King’s College London has employed some of the great and good from the academic world over its 188 years but there are many members of staff, academics, technicians, clerical and domestic, who are less well-known or not known at all.
A joint project between King’s College London Archives and University of the Third Age (U3A) sought to change that and the resulting database, Victorian Lives, is now available online: www.kingscollections.org/victorianlives.
The U3A volunteers researched, in great detail, the lives of almost 200 members of staff from the 19th century across different faculties. Some images and a further 600 names have been added with a minimal amount of information which will be supplemented over the next few months with research undertaken by Archives staff during the course of answering enquiries received from members of the public and academic researchers.
There are so many fascinating stories it is hard to pick highlights. They include Mrs Fawcett who taught in the Ladies Department and turned out to be none other than Millicent Garrett Fawcett, campaigner for women’s suffrage.

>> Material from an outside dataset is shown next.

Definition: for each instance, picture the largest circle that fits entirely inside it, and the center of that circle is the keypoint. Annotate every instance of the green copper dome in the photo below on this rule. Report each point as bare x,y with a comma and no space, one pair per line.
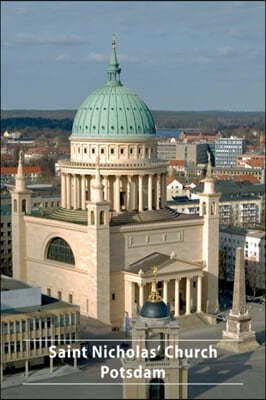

Then there was John Lockhart Morton who spent just one year as a lecturer in Agriculture at King’s while living a double life trading as a timber merchant in the City of London. In 1859 he attempted to pass forged bills of exchange but was caught, charged and jailed for four years. His case made newspaper headlines because of the amount of debt he accumulated – reported to be between £20,000 and £60,000.
At the other end of the scale, there were porters including two who worked in the dissecting room. Sadly very little is known about William Hill except that in 1831 he gave evidence at the trial of John Bishop, Thomas Williams and James May in the body snatching case known as the Italian Boy Murder. The three were found guilty and hanged for the murder of 14 year old Carlo Ferarai, after attempting to sell his fresh corpse to King’s College London for dissection.
Isaac Charlton took over as porter from William Hill and in 1841 applied for the position of House Steward at the Geological Society next door in Somerset House where he stayed until his retirement in 1891.